Doch DUP-Chef Ian Paisley ist zu keinerlei Zugeständnissen bereit - St. Andrews-Abkommen wieder in Gefahr

Die Gespräche der führenden nordirischen Parteien mit der irischen und der britischen Regierung in Schottland in St. Andrews Mitte Oktober waren der Auftakt für intensive Verhandlungen zur Wiedereinsetzung der nordirischen Regionalregierung. Sie mündeten in die St. Andrews Vorschläge der irischen und britischen Regierung. Bis Freitag, den 10. November, hatten die nordirischen Parteien Zeit, auf die Vorschläge zur Wiedereinsetzung der nordirischen Regionalregierung zu antworten.
Ein zentrales, ungelöstes Thema ist nach wie vor die Übergabe der Verantwortung für Polizei und Justiz von London nach Belfast.
Im Folgenden dokumentieren wir einen Artikel aus der hiesigen Tagespresse sowie einen ins Deutsche übersetzten Artikel aus der Irish Republican News.



Countdown in Belfast

Rückkehr zur Selbstverwaltung in Nordirland ist ins Stocken geraten

Von Mattes Standke, London *
In Nordirland begann jetzt der Countdown für die angestrebte endgültige Rückkehr zur Selbstverwaltung, nachdem eine im jüngsten Friedensplan der Regierungen in London und Dublin für vergangenen Freitag (10. Nov.) anberaumte Einigungsfrist ungenutzt verstrichen ist.

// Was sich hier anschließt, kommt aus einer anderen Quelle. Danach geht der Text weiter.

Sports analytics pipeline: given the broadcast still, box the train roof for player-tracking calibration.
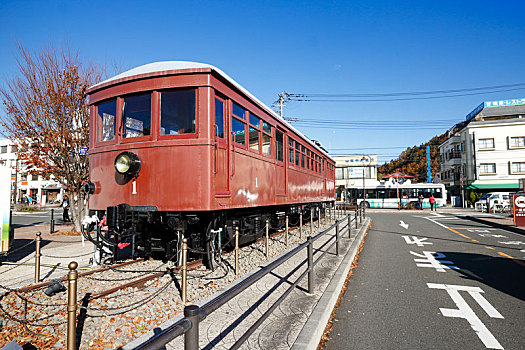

Bis Ende der kommenden Woche sollen sich die führenden Vertretern von pro-britischen Protestanten und pro-irischen Katholiken auf einen Regierungschef für die künftige Autonomieverwaltung der britischen Unruheprovinz geeinigt haben. Doch der Friedensprozess in Nordirland droht abermals in eine Sackgasse zu geraten. Angesichts der Weigerung der größten pro-irischen Partei Sinn Féin, die protestantisch-dominierte nordirische Polizei anzuerkennen, lehnt die pro-britische Democratic Unionist Party (DUP) eine Zusammenarbeit trotz auslaufender Frist weiterhin ab. Sinn Féin fordere die Abschaffung »des paramilitärischen und religiös-rassistischen Polizeiapparats«, so Parteichef Gerry Adams. Hier müssten noch offene Fragen mit der britischen Regierung und der DUP zufriedenstellend beantwortet werden.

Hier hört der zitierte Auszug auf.